Lo senti mentre cammini e ti ritrovi a passare in una zona particolarmente brutta, con tutti gli sguardi addosso, e poi scopri che sono solo tutti molto curiosi dei tuoi capelli biondi.

E davanti a un tuo timido sorriso vieni praticamente adottato, riempito di cibo e cure da chi non ha assolutamente nulla. A quel punto no, non puoi proprio rifiutare quel piatto di riso che ti offrono con gioia, sistemato con le mani sporche dall’amorevole mamma nella sua catapecchia.

E mentre lo mangi e senti lo stomaco stringersi ulteriormente, decidi che quel momento vale la pena di ogni diarrea.

slum india

L’India è l’arte dell’attesa.

È sapere quando partirai ma mai quando arriverai. Anzi nemmeno quando partirai. È un luogo dove i treni partono in ritardo dalla stazione iniziale perché una mucca ha deciso che si trovava bene sulle rotaie.
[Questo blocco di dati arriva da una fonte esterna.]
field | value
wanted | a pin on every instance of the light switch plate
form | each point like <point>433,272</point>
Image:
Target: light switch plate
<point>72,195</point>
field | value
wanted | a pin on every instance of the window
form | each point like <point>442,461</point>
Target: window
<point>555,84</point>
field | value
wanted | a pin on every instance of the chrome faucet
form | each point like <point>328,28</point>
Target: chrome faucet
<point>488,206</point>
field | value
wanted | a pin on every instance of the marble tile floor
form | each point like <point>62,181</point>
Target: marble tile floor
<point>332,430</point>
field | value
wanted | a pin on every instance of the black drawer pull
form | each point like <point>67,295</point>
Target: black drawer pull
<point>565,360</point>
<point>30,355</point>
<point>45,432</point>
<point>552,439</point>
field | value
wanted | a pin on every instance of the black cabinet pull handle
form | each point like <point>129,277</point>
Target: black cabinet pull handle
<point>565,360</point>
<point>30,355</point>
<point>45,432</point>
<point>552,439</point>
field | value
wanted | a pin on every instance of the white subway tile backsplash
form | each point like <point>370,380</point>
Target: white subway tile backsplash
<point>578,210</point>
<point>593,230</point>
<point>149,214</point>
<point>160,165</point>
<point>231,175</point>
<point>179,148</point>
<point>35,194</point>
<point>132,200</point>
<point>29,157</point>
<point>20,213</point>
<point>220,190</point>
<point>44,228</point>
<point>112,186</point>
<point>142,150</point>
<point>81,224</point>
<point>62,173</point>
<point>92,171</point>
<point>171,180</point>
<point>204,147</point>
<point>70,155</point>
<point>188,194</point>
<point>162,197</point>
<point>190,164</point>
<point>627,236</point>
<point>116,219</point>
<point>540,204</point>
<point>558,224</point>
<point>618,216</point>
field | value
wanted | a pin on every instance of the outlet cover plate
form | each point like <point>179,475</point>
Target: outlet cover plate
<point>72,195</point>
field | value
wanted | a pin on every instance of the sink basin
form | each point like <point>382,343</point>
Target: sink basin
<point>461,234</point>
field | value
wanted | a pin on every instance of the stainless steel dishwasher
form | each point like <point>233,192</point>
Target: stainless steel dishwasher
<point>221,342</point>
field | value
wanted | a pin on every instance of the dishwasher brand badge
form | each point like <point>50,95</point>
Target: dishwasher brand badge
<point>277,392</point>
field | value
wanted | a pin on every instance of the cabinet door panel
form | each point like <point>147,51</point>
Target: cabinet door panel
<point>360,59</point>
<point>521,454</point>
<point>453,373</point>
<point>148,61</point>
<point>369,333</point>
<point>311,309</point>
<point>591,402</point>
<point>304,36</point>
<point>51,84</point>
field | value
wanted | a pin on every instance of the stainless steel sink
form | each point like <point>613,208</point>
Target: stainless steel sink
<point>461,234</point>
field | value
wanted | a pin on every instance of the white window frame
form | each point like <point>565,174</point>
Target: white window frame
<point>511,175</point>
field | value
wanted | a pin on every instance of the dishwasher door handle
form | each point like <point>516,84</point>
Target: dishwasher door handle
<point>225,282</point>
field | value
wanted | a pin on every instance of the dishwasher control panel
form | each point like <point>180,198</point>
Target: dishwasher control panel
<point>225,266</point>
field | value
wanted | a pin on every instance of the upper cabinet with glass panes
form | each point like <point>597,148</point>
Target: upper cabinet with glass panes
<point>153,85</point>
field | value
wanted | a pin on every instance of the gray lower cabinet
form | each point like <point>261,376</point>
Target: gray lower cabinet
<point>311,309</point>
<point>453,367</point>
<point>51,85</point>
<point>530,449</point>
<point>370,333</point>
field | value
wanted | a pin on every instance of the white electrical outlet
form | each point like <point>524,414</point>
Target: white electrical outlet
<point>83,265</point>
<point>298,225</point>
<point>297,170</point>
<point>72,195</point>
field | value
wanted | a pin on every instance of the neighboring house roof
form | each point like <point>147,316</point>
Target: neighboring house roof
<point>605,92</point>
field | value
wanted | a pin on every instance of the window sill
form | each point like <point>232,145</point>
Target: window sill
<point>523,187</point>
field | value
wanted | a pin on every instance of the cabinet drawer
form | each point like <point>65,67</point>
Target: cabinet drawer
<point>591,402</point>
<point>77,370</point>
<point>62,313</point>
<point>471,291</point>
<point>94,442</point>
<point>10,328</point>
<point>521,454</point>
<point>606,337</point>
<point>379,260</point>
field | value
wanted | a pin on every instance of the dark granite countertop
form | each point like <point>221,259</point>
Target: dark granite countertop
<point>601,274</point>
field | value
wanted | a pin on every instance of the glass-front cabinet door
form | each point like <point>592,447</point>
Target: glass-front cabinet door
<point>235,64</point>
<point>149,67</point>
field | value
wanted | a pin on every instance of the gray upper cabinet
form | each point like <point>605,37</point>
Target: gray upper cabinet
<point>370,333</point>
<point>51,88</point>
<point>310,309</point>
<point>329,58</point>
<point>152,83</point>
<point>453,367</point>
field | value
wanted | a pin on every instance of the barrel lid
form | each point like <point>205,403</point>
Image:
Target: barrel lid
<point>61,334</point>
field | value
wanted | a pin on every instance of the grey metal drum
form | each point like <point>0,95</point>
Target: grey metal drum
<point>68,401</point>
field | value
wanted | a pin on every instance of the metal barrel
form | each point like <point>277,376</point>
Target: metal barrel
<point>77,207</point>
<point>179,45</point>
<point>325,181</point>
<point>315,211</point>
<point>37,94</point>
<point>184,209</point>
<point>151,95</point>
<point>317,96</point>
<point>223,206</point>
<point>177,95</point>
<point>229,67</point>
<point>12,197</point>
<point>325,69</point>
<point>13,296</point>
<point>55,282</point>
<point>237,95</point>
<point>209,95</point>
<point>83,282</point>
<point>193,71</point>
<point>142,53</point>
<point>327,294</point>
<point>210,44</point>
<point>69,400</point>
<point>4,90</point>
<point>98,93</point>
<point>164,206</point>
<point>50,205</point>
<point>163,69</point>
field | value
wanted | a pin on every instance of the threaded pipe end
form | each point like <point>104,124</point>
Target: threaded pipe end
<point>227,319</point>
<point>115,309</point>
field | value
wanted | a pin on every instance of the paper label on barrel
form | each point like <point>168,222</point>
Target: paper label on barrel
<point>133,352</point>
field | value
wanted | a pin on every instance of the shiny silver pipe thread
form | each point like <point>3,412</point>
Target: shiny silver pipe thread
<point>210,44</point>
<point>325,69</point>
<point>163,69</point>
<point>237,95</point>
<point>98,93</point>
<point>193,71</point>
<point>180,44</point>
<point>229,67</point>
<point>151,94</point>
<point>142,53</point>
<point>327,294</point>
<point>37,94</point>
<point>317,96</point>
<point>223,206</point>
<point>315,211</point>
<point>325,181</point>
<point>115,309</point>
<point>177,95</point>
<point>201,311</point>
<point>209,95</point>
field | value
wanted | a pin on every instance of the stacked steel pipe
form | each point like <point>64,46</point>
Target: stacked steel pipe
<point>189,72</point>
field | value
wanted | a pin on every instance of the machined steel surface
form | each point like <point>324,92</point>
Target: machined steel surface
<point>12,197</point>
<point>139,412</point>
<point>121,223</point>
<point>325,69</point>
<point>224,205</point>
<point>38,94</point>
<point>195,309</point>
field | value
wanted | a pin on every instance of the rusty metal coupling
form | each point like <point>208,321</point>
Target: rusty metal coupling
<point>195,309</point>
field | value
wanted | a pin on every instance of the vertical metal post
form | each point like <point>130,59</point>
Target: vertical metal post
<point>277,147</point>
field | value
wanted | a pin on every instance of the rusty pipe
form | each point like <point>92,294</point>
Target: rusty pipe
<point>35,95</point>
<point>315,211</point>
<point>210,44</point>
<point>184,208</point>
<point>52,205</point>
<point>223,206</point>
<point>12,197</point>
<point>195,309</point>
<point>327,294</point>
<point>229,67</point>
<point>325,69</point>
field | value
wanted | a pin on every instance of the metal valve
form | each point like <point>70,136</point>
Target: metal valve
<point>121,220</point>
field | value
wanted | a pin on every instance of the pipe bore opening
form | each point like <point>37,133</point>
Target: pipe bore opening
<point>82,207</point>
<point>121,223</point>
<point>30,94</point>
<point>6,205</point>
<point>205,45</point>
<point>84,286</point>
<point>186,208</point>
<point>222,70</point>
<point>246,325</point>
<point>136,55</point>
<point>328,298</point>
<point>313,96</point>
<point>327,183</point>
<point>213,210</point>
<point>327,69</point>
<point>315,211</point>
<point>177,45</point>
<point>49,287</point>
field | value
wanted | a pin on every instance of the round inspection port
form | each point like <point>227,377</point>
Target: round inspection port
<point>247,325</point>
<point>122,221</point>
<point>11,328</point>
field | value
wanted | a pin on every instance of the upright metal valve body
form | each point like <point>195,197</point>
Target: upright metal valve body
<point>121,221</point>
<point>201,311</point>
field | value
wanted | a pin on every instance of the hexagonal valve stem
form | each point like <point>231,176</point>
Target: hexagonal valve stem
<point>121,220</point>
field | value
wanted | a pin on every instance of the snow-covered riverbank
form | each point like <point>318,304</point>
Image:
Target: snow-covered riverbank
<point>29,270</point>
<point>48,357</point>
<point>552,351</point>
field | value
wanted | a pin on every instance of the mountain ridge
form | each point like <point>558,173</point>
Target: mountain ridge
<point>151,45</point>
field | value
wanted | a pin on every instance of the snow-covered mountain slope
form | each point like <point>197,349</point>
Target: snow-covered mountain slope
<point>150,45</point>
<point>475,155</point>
In India, non c’è solo la tua volontà e quella della persona davanti a te. C’è anche quella della divinità, e ce ne sono migliaia e migliaia a cui rendere conto. E quella delle mucche, che probabilmente sono quelle che hanno l’ultima parola più spesso.

È sapere che devi andare da A a B, ma accettare con serenità che tra questi succederanno infinite cose e complicazioni. E che probabilmente ti ritroverai in C, ma che in qualche strano modo andrà bene così!

india bambina triste

L’India è odio.

È aver voglia di staccare le orecchie per toglierti il suo casino dal cervello.

È desiderare che tutti i guidatori di tuktuk scompaiano, e magari anche tutte le altre persone, giusto per 5 minuti.

È non voler più mangiare un solo curry in vita tua.

L’India è amore.

Voglia di abbracciare lo sconosciuto per strada che ti ha regalato il suo sorriso sdentato.

Voglia di un altro Chai, e di provare l’ennesimo curry perché ne fanno semplicemente così tanti diversi che non puoi resistere.

È ridere come matti dopo una contrattazione selvaggia con un tuktuk in cui hai vinto tu, è accorgerti che non c’è rancore nella loro aggressiva danza economica.

È iniziare a sentire calma nel caos, melodia nei clacson, chiarezza nel dondolio della testa, pace nel tuo stomaco sottosopra.

piede indiano Holi festival

L’India è oscillare costantemente tra tutte queste cose, tra questi due sentimenti.

È un continuo, infinito rollio sulle onde del momento, scoprendo quanto può essere volatile il tuo sentimento verso questo Paese.

È non veder l’ora di andartene, di tornare a respirare e ascoltare e mangiare in maniera normale. È non vedere l’ora di ritornare, sapendo che ogni singola cosa, ogni viaggio sarà un continuo confronto con quanto hai vissuto qui.

E che si può fare tutto in India, davvero tutto, tranne evitare di rimanerne affascinati.